Chinese private mobile payments began back in 2004, when the Alipay wallet app was introduced at Taobao e-commerce websites owned by Alibaba. By 2012, total nonbank wallet apps handled $20.6 billion in transactions. By 2019, total Chinese mobile transactions amounted to $35 trillion for more than 1.2 billion users, mostly in mainland China. Other financial services, such as a money market mutual fund, were offered to consumers by digital platforms and one, Yu’e Bao, soon became the largest in the world, depleting bank deposits.
By 2017, Chinese regulators began demanding that wallet balances—private digital liabilities of tech companies—be deposited at the central bank. Since 2019, end users’ account balances have attained 100% reserve backing and are fully regulated. Also, new directives enacted in January are already putting limits on digital platforms' overall market share, particularly their credit creation ability in the Chinese economy.
The Chinese central bank, however, wants to go further and launch its own CBDC by 2022-23. Since 2020, Chinese authorities have been live-testing in several mainland cities the Digital Currency Electronic Payment (DCEP), or e-CNY (digital yuan), a retail-hybrid CBDC.A hybrid CBDC is managed through the banking system that deals with the end-user accounts, but their balances are a liability of the central bank (public money) instead of a liability of the bank (private money). This public infrastructure in the form of CBDC for the first time will allow the Chinese banking system to compete with digital platforms that benefited from “first mover advantage” networking gains in the financial sector while they were unregulated.Alipay has 54% of the mobile payment market share in China, while TenPay (a combination of WeChat Pay and QQ Wallet) has 39%. Combined, they represent 93% of the Chinese mobile market.
Systemic risk will also be curtailed by reducing digital concentration and convertibility risks on digital tech platform balance sheets. Of course, the e-CNY will have to compete with tech companies and private banks to attract customers’ balances, but public money has always been preferred to private money. Therefore, the risk is that the CBDC ends up hampering the role of credit intermediaries in the economy, particularly at times of stress. That is why Chinese authorities are planning to limit the CBDC balances individuals can hold.
There is also the international dimension to CBDCs, as most countries perceive the new technology as a future avenue for a better cross-border payment system. Some see it as an opportunity to stimulate international transactions in their own currencies, while others see substitution risk to their sovereign currencies. However, Federal Reserve Chairman Jerome Powell has made clear that the U.S. has no intention of rushing into a CBDC launch, because there are many aspects to consider, not least the role of the dollar as the global reserve currency.

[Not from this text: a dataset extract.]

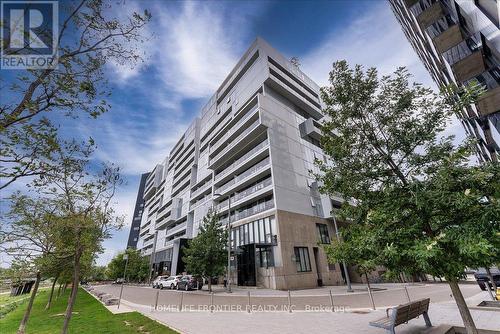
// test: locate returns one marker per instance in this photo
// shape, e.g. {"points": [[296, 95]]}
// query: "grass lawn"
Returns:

In October 2020, seven of the world’s most powerful central banks and the Bank for International Settlements in Switzerland published their first report on CBDC. In it, they stated their common motivation for exploring a new digital means of payment for a more diverse and inclusive domestic payment system, while aspiring to future global “interoperability” among sovereign CBDCs.
Therefore, the major central banks’ concerns are about stability and sovereignty—in the domestic and international arenas—and much research remains to understand how CBDCs will address these. However, the decision to launch a CBDC will likely be made based on each jurisdiction’s unique considerations, especially the potential for disturbing the equilibrium in demand for cash, bank deposits and credit creation in the economy.